Verily the mother speaks not of love for it is born within her within the child, and the child destroys it, verily the spirit speaks not of love for the spirit thrusts it into the future and the future is remote, verily the lover speaks not of love for to the lover it comes in sorrow and sorrow sheds tears.” Romantic love is often felt and portrayed as pain. It is a blurring of identities, an insatiable attraction, a feeling of deep connection. From this stems the idea of soul mates, which according to Pablo Coelho are two souls who in previous incarnations belonged to one being. In this way love becomes part of the process of finding ourselves but it seems in finding ourselves we have to loose ourselves, to be possessed of another, and what of this self abandonment? Does this not settle into a state of confusion, of addictive dependency, euphoria, despair, and confinement. Of questioning, and the need to attach and dissolve oneself in the pure oblivion of feeling. Is it not as any drug can be an illusion that seduces one with the promise of happiness and effortless belonging. Only to be withdrawn and left with a hollowed self. The German poet Rilke also warns of this, in his indictment against the youthful follies of love, “If each loses himself for the sake of the other and looses the other and many others that wanted still to come how can they that no longer posses anything of their own selves be able to find a way out of themselves, out of the depth of their already shattered solitude's. ‘ Love in his eyes should be a “high inducement to the individual to ripen, to become something in himself, to become world, to become world for his sake and for another’s sake.” And yet this can only be done alone, as two whole people standing guard “over the solitude of the other” .

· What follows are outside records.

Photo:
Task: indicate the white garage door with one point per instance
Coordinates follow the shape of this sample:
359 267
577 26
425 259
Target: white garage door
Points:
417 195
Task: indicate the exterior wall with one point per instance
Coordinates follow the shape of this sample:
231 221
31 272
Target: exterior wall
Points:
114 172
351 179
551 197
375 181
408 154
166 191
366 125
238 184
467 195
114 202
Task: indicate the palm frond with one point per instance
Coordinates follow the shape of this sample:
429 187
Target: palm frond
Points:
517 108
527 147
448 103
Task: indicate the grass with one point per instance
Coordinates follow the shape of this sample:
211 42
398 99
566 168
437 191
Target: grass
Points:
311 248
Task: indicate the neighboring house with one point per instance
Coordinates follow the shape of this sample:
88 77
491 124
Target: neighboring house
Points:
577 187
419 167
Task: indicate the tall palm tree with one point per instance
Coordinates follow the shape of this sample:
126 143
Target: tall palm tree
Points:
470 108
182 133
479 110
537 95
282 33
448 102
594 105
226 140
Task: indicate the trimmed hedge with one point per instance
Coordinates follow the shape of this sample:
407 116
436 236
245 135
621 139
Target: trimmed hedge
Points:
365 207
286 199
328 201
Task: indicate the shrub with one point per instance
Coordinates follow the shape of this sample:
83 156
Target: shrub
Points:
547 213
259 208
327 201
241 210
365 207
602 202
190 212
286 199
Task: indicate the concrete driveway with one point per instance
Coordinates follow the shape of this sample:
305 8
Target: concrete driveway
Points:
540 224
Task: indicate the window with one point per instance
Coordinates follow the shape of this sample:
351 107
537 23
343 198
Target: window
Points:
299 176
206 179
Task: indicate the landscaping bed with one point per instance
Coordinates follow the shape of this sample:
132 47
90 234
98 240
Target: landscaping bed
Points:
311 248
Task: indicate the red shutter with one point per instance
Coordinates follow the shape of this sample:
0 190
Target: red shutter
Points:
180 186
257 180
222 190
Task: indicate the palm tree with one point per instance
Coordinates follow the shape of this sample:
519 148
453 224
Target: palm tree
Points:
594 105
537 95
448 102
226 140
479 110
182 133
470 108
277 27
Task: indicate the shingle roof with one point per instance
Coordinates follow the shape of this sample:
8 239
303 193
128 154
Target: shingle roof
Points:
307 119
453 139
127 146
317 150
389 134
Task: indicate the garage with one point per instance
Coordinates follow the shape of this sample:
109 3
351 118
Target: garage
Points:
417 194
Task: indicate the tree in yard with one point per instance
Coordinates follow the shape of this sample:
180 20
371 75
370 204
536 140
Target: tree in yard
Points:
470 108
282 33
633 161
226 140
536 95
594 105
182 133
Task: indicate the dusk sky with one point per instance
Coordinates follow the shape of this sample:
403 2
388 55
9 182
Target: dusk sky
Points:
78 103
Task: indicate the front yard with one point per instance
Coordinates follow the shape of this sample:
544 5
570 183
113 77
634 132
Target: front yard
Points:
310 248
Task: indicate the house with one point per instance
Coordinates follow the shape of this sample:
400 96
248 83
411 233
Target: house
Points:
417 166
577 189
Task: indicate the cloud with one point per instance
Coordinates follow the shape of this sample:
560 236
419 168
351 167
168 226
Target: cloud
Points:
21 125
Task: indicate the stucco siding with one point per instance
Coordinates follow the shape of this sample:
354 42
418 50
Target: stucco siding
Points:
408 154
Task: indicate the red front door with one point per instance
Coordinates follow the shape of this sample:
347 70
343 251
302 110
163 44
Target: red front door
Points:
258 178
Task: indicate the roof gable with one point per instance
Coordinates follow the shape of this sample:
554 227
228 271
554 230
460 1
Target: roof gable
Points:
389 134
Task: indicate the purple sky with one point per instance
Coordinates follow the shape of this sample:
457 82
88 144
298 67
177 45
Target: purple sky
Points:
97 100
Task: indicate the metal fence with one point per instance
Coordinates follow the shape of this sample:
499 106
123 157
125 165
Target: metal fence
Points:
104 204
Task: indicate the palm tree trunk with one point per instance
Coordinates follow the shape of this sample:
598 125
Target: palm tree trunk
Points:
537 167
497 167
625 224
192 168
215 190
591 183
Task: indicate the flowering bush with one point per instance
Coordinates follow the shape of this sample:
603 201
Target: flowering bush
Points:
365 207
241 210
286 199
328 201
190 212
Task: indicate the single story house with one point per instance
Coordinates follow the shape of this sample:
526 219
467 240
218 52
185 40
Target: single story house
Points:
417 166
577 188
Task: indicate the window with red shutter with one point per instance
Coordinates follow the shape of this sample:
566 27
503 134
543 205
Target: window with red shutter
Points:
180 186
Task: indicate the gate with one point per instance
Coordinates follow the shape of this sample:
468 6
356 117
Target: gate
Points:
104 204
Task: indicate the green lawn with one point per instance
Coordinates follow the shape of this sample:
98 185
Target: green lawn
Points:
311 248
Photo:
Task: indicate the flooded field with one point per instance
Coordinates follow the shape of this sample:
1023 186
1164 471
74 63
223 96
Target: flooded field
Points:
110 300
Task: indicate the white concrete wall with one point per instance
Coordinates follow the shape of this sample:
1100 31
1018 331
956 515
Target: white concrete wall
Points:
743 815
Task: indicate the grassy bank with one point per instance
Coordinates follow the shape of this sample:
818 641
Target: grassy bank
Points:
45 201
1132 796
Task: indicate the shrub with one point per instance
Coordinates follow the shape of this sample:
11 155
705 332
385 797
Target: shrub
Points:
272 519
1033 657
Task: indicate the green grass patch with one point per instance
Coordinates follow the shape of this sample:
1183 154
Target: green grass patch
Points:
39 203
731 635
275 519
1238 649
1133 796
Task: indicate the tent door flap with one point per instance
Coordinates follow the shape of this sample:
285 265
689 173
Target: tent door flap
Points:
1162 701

This is one language of love, the reasoned view that comes with age and experience. But there is another perhaps more naive expression of love, Siri Hustvedt touches on it in one of the most moving passages in her book, “What I Loved”. Here a female character writes a letter to her lover, “I think about your thighs, and the warm moist smell of your skin, in the morning, and the tiny eye lash in each corner of your eye, that I always notice when you first roll over to look at me. I thought I would have more time to chart your body, to map its poles, its contours and terrain, I imagined a lifetime as your cartographer.” This is a love that seizes and binds us to the flesh, to its endless pleasures, to its oral feast. A condition that causes us to sentimentalise every word and image, to linger on another as though their very flesh, touch made us aware of our own skin, and caress. And yet this momentary ecstasy experienced in the early flight of love matures into a comfortable familiarity, a familiarity that can breed contempt. Particularly in the case of men, whose masculine identity cannot be seen to be overpowered by a woman. As John Gray writes in “Men are from Mars and Women are from Venus” “a man automatically alternates between needing intimacy and autonomy”, whilst a woman’s love and need of it is the very essence of all that she is and aspires to be.